By Amy Matzke-Fawcett

Old Dominion University will host its 44th annual Literary Festival, "Afterwards," as a series of virtual and in-person events free and open to the public from Oct. 3 to 7. The festival will feature an array of debut and renowned writers and performers who address the aftermath of trauma and the changes wrought as we question, recognize and exult in the process of survival. Readings will be followed by conversation and questions from the audiences.

Festival headliners include Matt Bell whose latest novel, "Appleseed," a work of speculative fiction exploring climate change, manifest destiny and the depletion of natural resources, was named a "Best Book of the Summer" by major publications, including The New York Times. Also featured will be Meredith Talusan, the author of "Fairest," a widely praised memoir about coming of age as a transgender Filipino American with albinism, whose reading is sponsored by the ODU Gay Cultural Studies program.

"The festival theme, 'Afterwards,' explores the ways in which we are changed by challenges we have faced, whether by the global struggle against the COVID-19 pandemic, or the conflict within a single human heart," said Kent Wascom, assistant professor of English and co-chair of the festival with Katherine Jackson, master lecturer of English. "It is with great pride that we present a festival that reflects the diversity and accomplishment of American and world letters, with a special emphasis on highlighting new and emerging writers - those who have reckoned with the past and present and who will shape the future of the literary world."

In the tradition of previous festivals, this year's lineup features several debut writers whose work is receiving critical acclaim. Tom Lin's first novel, "The Thousand Crimes of Ming Tsu," reimagines the classic Western from the point of view of a Chinese-American outlaw on a mission to rescue his kidnapped wife. Dantiel W. Moniz, who earned the Alice Hoffman Prize for Fiction and the Cecelia Joyce Johnson Emerging Writer Award by the Key West Literary Seminars, will discuss her first collection of short stories, "Milk Blood Heat,"in an event sponsored by the Department of Women's Studies. Kelly Jo Ford, a citizen of the Cherokee Nation, will discuss her debut novel, "Crooked Hallelujah."
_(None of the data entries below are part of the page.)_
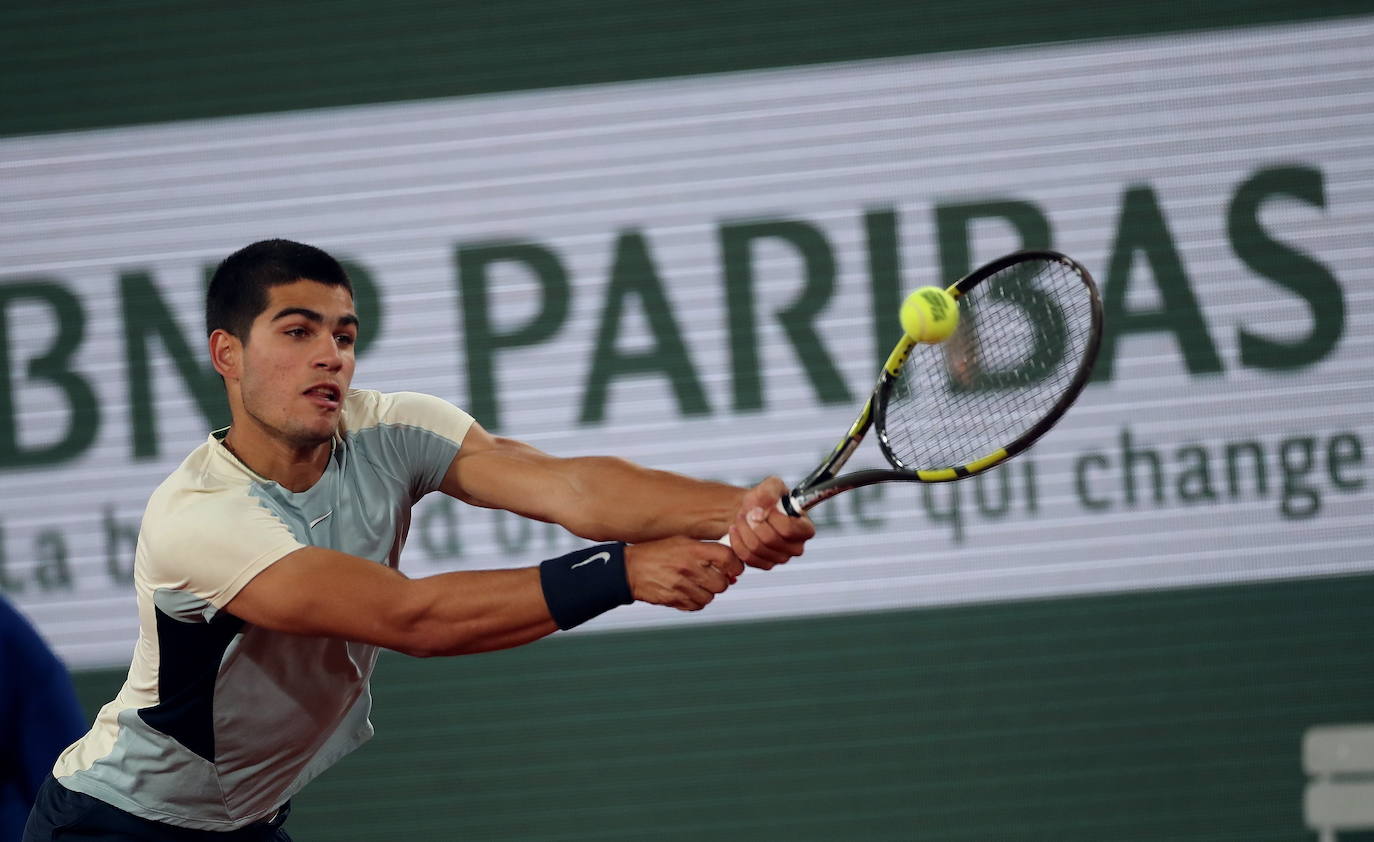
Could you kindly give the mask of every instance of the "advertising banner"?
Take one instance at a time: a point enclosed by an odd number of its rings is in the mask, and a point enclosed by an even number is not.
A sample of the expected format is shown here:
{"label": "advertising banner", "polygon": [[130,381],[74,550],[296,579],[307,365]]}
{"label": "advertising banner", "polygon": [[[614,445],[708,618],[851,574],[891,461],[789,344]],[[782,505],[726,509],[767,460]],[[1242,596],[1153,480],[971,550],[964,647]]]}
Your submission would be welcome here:
{"label": "advertising banner", "polygon": [[[1096,374],[1034,450],[823,505],[803,558],[692,622],[1374,569],[1371,41],[1366,19],[0,140],[0,588],[69,662],[127,659],[143,504],[227,423],[206,278],[268,237],[349,268],[356,386],[741,484],[833,446],[911,289],[1026,247],[1095,274]],[[578,543],[435,495],[403,569]]]}

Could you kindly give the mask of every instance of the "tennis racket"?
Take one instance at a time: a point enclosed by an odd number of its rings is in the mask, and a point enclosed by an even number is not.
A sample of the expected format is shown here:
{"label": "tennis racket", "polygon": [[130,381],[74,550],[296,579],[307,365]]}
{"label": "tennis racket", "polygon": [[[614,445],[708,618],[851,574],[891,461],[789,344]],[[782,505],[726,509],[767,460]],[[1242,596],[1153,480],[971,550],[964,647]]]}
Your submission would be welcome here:
{"label": "tennis racket", "polygon": [[[866,485],[977,476],[1035,444],[1083,391],[1102,342],[1102,301],[1077,261],[1021,251],[947,291],[959,303],[955,332],[939,344],[903,335],[849,432],[779,508],[798,517]],[[891,467],[841,475],[870,428]]]}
Mansoor Adayfi, whose first book, a memoir titled "Don't Forget Us Here," will participate in the festival from Belgrade, Serbia, where he writes and advocates for prisoner and detainee rights. Kidnapped by warlords and turned over to the United States after 9/11, he was sent to Guantánamo Bay where he spent 15 years without being charged with a crime. Art by Adayfi and other former and current detainees will be featured in the upcoming exhibition, "Art from Guantánamo Bay," opening Jan. 18 at ODU's Baron and Ellin Gordon Art Galleries on Monarch Way.
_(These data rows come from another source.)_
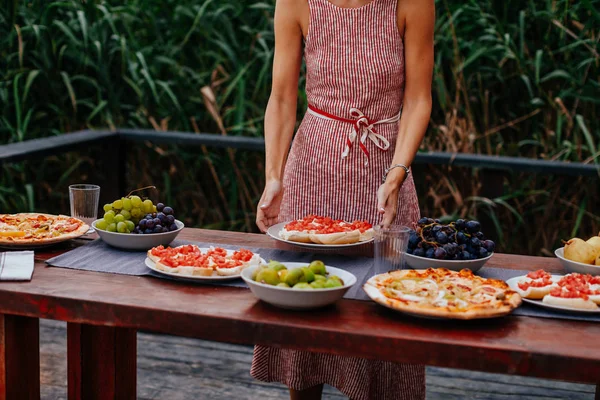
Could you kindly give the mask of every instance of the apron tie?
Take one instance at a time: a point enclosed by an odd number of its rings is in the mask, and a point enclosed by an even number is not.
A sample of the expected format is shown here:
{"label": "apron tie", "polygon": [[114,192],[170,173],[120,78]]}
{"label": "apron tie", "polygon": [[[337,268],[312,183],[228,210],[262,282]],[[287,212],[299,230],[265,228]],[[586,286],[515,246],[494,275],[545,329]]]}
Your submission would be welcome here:
{"label": "apron tie", "polygon": [[352,124],[354,129],[350,131],[350,133],[348,133],[348,136],[346,137],[346,147],[344,148],[344,151],[342,153],[342,158],[348,157],[350,149],[354,145],[356,138],[360,137],[358,141],[358,146],[360,147],[362,152],[365,153],[365,155],[367,156],[365,166],[369,164],[369,150],[365,145],[367,139],[369,139],[371,142],[373,142],[373,144],[375,144],[377,148],[383,151],[387,151],[390,148],[390,142],[385,137],[377,133],[375,125],[391,124],[393,122],[398,122],[402,113],[402,111],[400,111],[397,115],[391,118],[386,118],[379,121],[372,121],[361,110],[355,107],[350,108],[350,115],[353,119],[338,117],[337,115],[330,114],[323,110],[319,110],[311,104],[308,105],[308,112],[317,118]]}

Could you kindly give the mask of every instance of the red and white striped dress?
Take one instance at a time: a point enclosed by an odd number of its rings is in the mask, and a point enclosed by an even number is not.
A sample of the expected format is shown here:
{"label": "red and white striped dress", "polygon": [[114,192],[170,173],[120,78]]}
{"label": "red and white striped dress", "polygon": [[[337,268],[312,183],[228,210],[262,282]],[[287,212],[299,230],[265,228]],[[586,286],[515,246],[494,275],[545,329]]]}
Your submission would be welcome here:
{"label": "red and white striped dress", "polygon": [[[328,0],[308,0],[304,57],[311,110],[285,167],[280,221],[317,214],[380,222],[377,189],[392,162],[404,92],[397,1],[341,8]],[[418,219],[409,175],[395,222],[412,225]],[[425,398],[421,365],[256,346],[251,373],[297,390],[327,383],[354,400]]]}

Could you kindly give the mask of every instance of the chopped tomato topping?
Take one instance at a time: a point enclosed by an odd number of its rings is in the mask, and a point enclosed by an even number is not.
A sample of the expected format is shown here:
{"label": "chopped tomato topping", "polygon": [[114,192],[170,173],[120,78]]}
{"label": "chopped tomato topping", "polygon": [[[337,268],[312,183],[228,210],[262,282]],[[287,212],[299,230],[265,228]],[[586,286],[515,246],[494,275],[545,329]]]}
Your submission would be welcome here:
{"label": "chopped tomato topping", "polygon": [[364,232],[373,226],[367,221],[354,221],[348,223],[331,217],[320,217],[307,215],[306,217],[292,221],[285,226],[288,231],[314,231],[315,233],[338,233],[350,232],[356,229]]}
{"label": "chopped tomato topping", "polygon": [[527,290],[530,287],[541,288],[552,285],[552,275],[543,269],[538,269],[527,274],[527,277],[533,279],[530,282],[519,282],[518,286],[521,290]]}
{"label": "chopped tomato topping", "polygon": [[582,298],[588,300],[591,295],[600,295],[600,290],[592,290],[591,285],[600,283],[600,278],[589,274],[573,273],[558,281],[558,287],[550,292],[552,296],[563,298]]}
{"label": "chopped tomato topping", "polygon": [[582,298],[583,300],[588,300],[590,298],[588,296],[588,293],[586,293],[585,289],[579,290],[575,287],[566,287],[566,286],[562,286],[562,287],[559,286],[559,287],[552,289],[552,291],[550,292],[550,295],[554,296],[554,297],[562,297],[565,299]]}
{"label": "chopped tomato topping", "polygon": [[209,250],[207,254],[209,256],[227,257],[227,250],[222,247],[215,247],[214,249]]}
{"label": "chopped tomato topping", "polygon": [[238,251],[233,253],[233,256],[231,258],[240,261],[250,261],[252,257],[254,257],[254,253],[250,250],[239,249]]}
{"label": "chopped tomato topping", "polygon": [[233,268],[250,261],[254,256],[250,250],[240,249],[228,256],[227,250],[216,247],[205,254],[194,245],[184,245],[177,248],[157,246],[150,253],[160,258],[160,262],[169,267],[178,266],[209,268]]}
{"label": "chopped tomato topping", "polygon": [[551,275],[548,272],[544,271],[543,269],[538,269],[537,271],[528,273],[527,277],[531,278],[531,279],[543,279],[543,278],[550,279]]}

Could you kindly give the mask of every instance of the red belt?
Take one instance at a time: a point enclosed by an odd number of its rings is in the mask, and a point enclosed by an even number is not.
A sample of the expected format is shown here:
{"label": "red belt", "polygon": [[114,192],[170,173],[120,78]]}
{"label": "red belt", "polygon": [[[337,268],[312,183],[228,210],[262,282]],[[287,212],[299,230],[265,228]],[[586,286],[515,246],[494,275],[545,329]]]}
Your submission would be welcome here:
{"label": "red belt", "polygon": [[363,151],[363,153],[365,153],[365,155],[367,156],[367,161],[366,161],[365,165],[367,165],[369,163],[369,150],[367,149],[367,146],[366,146],[367,139],[370,139],[375,144],[376,147],[378,147],[379,149],[381,149],[383,151],[388,150],[390,147],[390,142],[385,137],[383,137],[382,135],[377,133],[377,130],[375,129],[375,125],[391,124],[394,122],[398,122],[400,120],[400,114],[401,114],[401,112],[399,112],[398,115],[396,115],[394,117],[382,119],[379,121],[372,121],[358,108],[353,107],[350,109],[350,115],[353,117],[353,119],[348,119],[348,118],[338,117],[337,115],[329,114],[328,112],[323,111],[323,110],[319,110],[317,107],[315,107],[311,104],[308,105],[308,112],[317,118],[326,119],[326,120],[330,120],[330,121],[340,121],[340,122],[345,122],[347,124],[352,124],[354,129],[346,137],[346,147],[344,149],[344,152],[342,153],[342,158],[346,158],[348,156],[348,154],[350,153],[350,149],[352,148],[352,145],[356,141],[356,138],[358,136],[360,136],[360,140],[358,141],[358,146]]}

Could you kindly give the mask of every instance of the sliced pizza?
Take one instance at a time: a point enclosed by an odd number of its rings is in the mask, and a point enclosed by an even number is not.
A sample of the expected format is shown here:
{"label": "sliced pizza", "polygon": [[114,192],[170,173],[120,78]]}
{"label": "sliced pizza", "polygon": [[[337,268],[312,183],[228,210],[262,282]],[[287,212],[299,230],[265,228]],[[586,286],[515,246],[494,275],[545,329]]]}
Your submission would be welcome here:
{"label": "sliced pizza", "polygon": [[42,245],[85,235],[89,226],[67,215],[0,214],[0,245]]}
Additionally, a dramatic reading of a scene from the play "A Distinct Society" will follow a discussion by writer and director Kareem Fahmy. The play is set in a small library on the border of Canada and the United States that becomes a meeting place for families who are separated from one another by the "Muslim ban."

Many of the readings will be virtual. However, in-person events will include readings by local writers Sheri Reynolds, Benjamín Naka-Hasebe Kingsley and Molly McCully Brown, who recently joined the faculty of the ODU MFA creative writing program. Additionally, Gabrielle Calvocoressi, who will serve this fall as the Edith and Forrest P. White Writer-in-Residence at ODU, will give a reading in person. Calvocoressi is the recipient of numerous awards and fellowships, including the Audre Lorde Award for Lesbian Poetry and a Rona Jaffe Woman Writer's Award. Greg Larson, who graduated from the ODU MFA program, and poet Elaine Fletcher Chapman will read at an opening reception sponsored by The Muse Writers Center at The Green Onion restaurant in Norfolk.

The festival's annual reading to celebrate graduates of the ODU MFA program will be given by local journalist and Hampton University professor Lynn Waltz and Mexican-American poet Amanda Galvin Huynh.

In addition to the readings and performances, local poet Lisa Beech Hartz will lead "Talk Back to Art: A Creative Writing Workshop" at ODU Virginia Beach.

The ODU Literary Festival began in 1978 with writers including Charles Wright, W.D. Snodgrass, and Anthony Hecht. Distinguished guests through the years have included Allen Ginsberg, Ken Kesey, Raymond Carver, Rita Dove, William Styron, Ernest Gaines, Tony Kushner, Edwidge Danticat and Susan Sontag.